Difference is 2160 kWH just when we are calculating for one day operations. It is to be noted here that it is very difficult to maintain the efficiency as per design of the equipment – as there are lot of factors on which efficiency depends. If we take the chiller example, the major hurdle, we face in maintaining the chiller efficiency is quality of water that we are using for the condenser cooling. But still by taking proper measures and doing timely maintenance, we can maintain the equipment efficiency, which is very close to design efficiency.
When we talk about cost of operations in data centre, we generally calculate two important factors:
- PUE (Power Usage Effectiveness)
- DCIE (Data Centre Infrastructure Efficiency)
PUE is a measure of how efficiently a computer data centre uses energy; specifically, how much energy is used by the computing equipment (in contrast to cooling and other overhead).
PUE is the ratio of total amount of energy used by a data centre facility to the energy delivered to computing equipment. It’s developed by a consortium called The Green Grid. PUE is the inverse of the Data Center Infrastructure Efficiency (DCIE). An ideal PUE is 1.0. Anything that is not considered in a computing device in a data centre (i.e., lighting, cooling etc.) falls into the category of facility energy consumption.
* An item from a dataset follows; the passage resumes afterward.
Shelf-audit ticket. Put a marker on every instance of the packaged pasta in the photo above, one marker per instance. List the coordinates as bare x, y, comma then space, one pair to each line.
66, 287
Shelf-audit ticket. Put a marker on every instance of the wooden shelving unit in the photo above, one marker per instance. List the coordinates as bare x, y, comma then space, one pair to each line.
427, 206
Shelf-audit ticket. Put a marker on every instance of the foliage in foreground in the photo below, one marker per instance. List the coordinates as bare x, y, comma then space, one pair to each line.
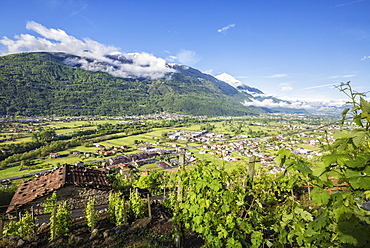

Although, ideal value of PUE is 1.0, even after considering all the external factors, it’s very difficult to maintain 1.0 PUE. As we discussed earlier, equipment health and upkeep helps in maintaining the PUE nearer to 1.0.
Data Centre Infrastructure Efficiency (DCIE), is a performance improvement metric used to calculate the energy efficiency of a data centre. DCIE is the percentage value derived, by dividing information technology equipment power by total facility power.
Conclusion
Now, we’ve understood different aspects of operations and their significances in data center and building operations environments.
We also want to keep one very important thing in mind while managing (although different people keep on reminding you about the same) data center i.e., what is the impact of downtime? When you are managing a data center a downtime means a big financial loss to the organisation.
So, we need to take different approaches while managing data centers. Also, we should not put ourselves under lot of pressure – as managing data centre is not a rocket science, it’s just few aspects of the operations which’re different and need thorough understanding. As we all know basics of electrical and mechanical engineering will remain the same.